Encrypted dataset reads: Poor performance + WebUI inaccessible

lvz

Cadet
Joined
Apr 30, 2023
Messages
4
Hi,

I'm seeing large slowdowns when reading files from encrypted datasets. When this happens, the TrueNAS WebUI becomes completely inaccessible (I see "Waiting for Active TrueNAS controller to come up..." during the entirety of the transfer).
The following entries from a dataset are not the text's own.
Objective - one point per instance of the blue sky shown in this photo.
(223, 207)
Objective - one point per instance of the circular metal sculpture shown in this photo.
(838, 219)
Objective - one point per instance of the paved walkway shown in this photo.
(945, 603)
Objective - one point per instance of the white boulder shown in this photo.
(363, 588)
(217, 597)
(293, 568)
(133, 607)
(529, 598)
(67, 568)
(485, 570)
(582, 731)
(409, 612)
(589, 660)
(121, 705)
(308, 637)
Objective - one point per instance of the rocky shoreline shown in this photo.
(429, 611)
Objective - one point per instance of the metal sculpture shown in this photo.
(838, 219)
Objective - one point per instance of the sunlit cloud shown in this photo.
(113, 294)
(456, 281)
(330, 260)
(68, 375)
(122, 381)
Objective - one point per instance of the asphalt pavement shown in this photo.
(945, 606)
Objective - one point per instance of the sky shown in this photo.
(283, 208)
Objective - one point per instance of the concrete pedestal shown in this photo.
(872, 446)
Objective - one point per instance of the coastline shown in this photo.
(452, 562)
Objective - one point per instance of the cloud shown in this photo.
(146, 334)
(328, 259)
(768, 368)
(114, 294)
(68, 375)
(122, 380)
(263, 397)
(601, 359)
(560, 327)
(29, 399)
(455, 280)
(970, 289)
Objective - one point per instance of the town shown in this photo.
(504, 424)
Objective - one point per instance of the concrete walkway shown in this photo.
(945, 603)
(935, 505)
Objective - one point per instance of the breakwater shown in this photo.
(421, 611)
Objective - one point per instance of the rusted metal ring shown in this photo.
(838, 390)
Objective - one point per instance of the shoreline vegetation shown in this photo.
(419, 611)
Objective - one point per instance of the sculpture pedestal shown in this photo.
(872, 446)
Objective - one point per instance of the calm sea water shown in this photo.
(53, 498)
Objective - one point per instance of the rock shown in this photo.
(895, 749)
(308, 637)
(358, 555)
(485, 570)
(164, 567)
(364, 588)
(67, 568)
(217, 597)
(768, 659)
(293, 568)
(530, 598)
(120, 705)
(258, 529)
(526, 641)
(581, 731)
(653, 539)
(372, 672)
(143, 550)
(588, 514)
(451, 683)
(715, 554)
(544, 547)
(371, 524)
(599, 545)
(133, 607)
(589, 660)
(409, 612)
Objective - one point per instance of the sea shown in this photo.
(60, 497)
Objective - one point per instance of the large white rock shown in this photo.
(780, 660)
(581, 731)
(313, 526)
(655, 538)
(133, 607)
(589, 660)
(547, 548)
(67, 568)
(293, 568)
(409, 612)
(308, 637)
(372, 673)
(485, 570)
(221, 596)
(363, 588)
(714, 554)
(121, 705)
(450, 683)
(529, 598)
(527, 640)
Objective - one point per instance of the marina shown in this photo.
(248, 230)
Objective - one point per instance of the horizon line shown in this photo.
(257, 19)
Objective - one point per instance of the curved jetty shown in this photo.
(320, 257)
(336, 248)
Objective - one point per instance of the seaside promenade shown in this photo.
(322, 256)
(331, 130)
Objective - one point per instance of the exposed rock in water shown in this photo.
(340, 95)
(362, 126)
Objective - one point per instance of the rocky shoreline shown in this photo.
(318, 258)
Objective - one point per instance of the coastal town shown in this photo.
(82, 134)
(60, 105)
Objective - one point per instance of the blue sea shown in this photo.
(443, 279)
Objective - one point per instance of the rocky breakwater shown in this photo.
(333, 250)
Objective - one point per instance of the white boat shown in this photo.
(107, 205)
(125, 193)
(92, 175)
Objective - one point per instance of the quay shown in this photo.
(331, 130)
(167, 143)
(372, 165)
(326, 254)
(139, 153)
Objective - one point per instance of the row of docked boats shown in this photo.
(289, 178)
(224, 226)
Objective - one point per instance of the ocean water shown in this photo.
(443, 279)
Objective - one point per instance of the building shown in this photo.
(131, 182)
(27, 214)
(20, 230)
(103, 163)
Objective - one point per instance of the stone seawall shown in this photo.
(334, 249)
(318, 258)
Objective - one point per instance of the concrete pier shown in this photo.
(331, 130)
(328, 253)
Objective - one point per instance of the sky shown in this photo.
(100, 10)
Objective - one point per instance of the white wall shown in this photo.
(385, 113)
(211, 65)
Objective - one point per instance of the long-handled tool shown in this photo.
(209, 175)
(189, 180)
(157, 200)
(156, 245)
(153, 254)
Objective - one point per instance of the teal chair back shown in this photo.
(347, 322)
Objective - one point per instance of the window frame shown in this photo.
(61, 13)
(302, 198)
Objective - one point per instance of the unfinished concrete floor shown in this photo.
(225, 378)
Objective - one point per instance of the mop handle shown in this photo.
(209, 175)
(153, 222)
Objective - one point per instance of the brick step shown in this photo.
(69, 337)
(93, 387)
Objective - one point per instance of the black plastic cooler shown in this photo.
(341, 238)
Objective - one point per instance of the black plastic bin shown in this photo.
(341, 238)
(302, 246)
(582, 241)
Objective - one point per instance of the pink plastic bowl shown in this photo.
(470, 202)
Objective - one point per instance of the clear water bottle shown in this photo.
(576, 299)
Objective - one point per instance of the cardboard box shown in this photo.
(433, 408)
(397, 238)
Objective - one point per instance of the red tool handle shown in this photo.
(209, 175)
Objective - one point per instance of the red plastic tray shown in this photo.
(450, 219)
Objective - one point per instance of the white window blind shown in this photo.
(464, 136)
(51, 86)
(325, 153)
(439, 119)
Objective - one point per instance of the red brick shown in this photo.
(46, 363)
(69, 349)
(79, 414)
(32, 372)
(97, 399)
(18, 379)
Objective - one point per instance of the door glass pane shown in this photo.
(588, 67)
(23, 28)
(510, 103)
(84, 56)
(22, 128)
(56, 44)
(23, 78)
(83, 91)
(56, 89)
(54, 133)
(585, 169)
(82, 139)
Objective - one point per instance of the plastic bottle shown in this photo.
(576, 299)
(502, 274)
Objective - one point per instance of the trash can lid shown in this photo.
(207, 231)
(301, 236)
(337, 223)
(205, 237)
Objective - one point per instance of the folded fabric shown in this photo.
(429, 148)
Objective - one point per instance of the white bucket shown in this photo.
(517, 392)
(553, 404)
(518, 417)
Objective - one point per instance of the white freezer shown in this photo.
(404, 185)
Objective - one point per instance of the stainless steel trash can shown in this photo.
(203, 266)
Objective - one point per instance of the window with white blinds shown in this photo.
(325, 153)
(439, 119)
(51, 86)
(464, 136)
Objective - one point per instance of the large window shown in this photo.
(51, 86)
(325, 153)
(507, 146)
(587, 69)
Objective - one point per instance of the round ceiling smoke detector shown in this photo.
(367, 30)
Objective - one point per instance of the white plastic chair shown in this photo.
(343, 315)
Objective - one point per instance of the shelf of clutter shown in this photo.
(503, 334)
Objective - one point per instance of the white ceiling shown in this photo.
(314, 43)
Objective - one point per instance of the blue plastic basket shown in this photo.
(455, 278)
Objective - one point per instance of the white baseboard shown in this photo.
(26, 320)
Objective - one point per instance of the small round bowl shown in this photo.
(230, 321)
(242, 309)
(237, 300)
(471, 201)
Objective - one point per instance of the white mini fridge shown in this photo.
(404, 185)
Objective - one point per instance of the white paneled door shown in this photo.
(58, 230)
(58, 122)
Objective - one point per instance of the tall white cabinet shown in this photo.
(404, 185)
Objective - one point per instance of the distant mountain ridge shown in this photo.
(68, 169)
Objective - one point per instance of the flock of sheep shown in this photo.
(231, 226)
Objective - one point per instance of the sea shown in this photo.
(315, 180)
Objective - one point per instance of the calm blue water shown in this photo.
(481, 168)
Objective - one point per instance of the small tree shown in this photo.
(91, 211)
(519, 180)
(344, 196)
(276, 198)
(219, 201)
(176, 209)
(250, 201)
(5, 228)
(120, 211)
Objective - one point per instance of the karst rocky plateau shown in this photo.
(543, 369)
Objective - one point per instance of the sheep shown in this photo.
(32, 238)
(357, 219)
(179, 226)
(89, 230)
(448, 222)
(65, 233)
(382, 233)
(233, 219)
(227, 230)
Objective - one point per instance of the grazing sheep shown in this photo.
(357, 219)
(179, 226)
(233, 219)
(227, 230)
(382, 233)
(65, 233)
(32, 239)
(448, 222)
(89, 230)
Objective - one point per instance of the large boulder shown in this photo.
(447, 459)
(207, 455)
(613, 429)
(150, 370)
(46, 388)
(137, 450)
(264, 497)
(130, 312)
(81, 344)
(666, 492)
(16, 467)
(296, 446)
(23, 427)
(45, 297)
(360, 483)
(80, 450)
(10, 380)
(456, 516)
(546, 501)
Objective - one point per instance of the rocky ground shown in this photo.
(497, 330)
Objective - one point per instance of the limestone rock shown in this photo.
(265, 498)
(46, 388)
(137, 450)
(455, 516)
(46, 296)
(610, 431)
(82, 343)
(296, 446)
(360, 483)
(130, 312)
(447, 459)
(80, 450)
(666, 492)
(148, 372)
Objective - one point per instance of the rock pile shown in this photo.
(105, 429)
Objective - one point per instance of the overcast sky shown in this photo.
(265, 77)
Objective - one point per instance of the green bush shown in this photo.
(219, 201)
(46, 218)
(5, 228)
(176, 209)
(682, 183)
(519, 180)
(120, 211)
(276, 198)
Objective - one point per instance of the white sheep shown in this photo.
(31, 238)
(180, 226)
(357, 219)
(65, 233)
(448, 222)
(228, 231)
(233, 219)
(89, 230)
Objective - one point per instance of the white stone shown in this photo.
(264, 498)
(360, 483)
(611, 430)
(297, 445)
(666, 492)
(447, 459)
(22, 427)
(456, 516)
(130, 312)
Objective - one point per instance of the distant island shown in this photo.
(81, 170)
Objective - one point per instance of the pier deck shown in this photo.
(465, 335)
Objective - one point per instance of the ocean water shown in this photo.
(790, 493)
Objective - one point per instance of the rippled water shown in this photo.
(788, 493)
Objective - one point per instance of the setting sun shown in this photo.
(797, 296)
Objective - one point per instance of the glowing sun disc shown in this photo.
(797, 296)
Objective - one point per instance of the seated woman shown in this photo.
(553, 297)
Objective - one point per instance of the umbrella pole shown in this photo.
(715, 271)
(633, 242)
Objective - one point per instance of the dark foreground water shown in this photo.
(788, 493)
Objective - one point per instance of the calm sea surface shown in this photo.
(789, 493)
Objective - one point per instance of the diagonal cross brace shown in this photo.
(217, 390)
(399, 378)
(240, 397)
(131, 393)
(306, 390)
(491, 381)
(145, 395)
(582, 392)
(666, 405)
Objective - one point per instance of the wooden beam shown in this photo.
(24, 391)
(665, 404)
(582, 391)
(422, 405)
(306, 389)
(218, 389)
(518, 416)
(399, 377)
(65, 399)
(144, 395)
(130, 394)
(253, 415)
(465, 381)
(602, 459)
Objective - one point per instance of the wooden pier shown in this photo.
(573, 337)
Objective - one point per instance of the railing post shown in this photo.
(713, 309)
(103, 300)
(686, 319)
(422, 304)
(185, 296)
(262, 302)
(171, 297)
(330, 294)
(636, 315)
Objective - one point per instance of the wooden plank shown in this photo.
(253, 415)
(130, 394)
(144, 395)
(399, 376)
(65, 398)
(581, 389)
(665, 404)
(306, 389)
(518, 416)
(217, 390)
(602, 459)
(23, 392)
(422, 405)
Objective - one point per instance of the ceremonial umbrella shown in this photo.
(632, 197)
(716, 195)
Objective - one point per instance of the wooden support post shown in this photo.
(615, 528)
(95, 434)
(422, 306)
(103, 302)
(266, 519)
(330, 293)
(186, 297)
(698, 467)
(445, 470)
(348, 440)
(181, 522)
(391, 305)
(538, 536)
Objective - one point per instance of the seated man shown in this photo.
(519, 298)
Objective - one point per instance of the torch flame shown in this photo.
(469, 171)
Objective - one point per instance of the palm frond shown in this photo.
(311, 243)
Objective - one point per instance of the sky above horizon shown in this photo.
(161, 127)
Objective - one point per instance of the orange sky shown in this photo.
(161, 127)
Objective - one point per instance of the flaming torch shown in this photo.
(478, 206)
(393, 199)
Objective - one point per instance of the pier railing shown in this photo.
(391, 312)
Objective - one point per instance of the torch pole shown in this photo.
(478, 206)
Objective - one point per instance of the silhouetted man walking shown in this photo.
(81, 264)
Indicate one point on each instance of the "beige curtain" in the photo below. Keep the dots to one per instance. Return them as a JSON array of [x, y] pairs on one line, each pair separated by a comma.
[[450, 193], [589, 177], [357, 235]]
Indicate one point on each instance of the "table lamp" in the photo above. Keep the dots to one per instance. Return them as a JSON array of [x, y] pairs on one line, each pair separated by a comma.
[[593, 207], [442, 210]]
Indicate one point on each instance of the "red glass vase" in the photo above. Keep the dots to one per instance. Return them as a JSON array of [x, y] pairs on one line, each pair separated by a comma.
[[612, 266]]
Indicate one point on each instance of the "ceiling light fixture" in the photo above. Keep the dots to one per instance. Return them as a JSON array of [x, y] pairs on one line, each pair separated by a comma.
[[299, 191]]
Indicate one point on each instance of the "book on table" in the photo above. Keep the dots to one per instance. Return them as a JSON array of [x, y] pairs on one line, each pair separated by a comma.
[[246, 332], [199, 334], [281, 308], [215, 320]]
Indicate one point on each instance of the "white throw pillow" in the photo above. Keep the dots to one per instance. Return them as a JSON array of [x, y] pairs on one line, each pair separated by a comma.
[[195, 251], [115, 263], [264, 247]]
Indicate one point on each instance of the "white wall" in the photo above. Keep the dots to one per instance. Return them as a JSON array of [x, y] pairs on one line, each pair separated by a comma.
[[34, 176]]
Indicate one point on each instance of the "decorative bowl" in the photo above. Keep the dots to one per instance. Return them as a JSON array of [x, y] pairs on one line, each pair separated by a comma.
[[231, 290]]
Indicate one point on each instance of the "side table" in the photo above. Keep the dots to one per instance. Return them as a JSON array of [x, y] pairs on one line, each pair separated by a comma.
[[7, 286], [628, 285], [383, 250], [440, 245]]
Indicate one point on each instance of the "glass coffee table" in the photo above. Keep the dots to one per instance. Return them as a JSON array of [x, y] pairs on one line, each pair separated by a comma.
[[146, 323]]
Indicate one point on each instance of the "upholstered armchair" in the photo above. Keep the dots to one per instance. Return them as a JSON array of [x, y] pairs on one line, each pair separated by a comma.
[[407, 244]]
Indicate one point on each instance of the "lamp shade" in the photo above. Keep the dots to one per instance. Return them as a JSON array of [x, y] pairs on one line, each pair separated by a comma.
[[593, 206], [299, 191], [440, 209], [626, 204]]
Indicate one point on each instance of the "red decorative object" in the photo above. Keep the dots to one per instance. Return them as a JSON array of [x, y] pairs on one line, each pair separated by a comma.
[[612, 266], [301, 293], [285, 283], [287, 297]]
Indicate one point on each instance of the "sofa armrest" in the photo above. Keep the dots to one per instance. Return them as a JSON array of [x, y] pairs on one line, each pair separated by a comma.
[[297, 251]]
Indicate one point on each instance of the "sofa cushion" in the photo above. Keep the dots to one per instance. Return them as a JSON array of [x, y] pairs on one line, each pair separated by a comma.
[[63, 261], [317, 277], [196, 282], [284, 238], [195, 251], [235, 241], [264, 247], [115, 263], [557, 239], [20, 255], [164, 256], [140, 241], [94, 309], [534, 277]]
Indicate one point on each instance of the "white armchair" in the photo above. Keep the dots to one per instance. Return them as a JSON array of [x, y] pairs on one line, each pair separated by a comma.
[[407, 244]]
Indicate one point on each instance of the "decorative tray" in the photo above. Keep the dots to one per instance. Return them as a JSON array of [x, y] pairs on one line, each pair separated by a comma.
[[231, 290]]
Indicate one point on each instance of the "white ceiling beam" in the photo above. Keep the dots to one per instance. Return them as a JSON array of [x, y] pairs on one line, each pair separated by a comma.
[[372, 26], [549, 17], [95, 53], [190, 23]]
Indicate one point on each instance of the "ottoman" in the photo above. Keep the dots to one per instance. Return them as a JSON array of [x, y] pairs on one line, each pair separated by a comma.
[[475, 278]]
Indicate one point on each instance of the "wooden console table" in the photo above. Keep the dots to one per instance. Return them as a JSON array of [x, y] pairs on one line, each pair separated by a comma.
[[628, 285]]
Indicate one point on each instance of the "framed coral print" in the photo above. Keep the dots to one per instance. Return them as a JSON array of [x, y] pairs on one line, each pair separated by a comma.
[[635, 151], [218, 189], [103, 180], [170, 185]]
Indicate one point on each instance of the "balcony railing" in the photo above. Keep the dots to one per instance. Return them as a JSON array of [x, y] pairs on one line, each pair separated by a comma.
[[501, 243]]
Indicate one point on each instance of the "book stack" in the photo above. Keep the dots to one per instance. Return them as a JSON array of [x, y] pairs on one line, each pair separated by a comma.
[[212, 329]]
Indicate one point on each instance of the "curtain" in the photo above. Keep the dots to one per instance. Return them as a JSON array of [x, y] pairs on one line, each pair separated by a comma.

Also, while the CPU (6C 12T) is showing very little usage, the system load jumps up to 16+ (normally when idle it's below 1).

I don't see this slowdown when copying files from unencrypted datasets, even when the destination is an encrypted dataset.

Here's a summary of the behavior (60 GB data transfer between datasets):
  1. unencrypted->unencrypted (within same dataset): 125MB/s
  2. unencrypted->encrypted: 121MB/s
  3. encrypted->encrypted (within same dataset): 18MB/s + inaccessible WebUI
  4. encrypted->unencrypted: 23MB/s + inaccessible WebUI

Does anyone have any ideas as to why I'm seeing the slowdown? Are there any tweaks I can try that might help?

Is it normal for the TrueNAS WebUI to hang, when there's lots of disk activity (even if that activity isn't in the boot or system/app pool)?




Here's how I tested the transfers above:
  1. Created 2 test datasets in my "Media" pool (HDD mirrors, see system specs below), 1 unencrypted, 1 encrypted:
    dataset options:
    sync: disabled compression: off atime: off zfs deduplication: off encrypted datset: passphrase, pbkdf2iters: 350000 (default), algorithm: AES-256-GCM (default)
  2. Created 3 random 20GB files in each dataset:
    for i in {1..3}; do dd if=/dev/urandom of=./20gfile-$i.txt bs=4k iflag=fullblock,count_bytes count=20G; done
  3. Tested transfer speeds between datasets:
    time rsync -avh --progress /path/to/20gfile-* .
    (I see similar behavior with cp)

Here's my system information:
TrueNAS-SCALE-22.12.2

ASRock Rack E3C246D2I
Intel Xeon E-2246G @ 3.60 GHz (6C 12T)
32GB RAM (2x16 Kingston KSM26ED8/16MR)

Boot pool:
128GB SSD (M4-CT128M4SSD2)

System/app pool:
VDEV 1 (mirror): 2x 500GB SSD (850 EVO / 870 EVO)

Media pool:
VDEV 1 (mirror): 2x 6TB HDD (2x WD60EFZX - CMR)
VDEV 2 (mirror): 2x 14TB HDD (2x WD140EFGX - CMR)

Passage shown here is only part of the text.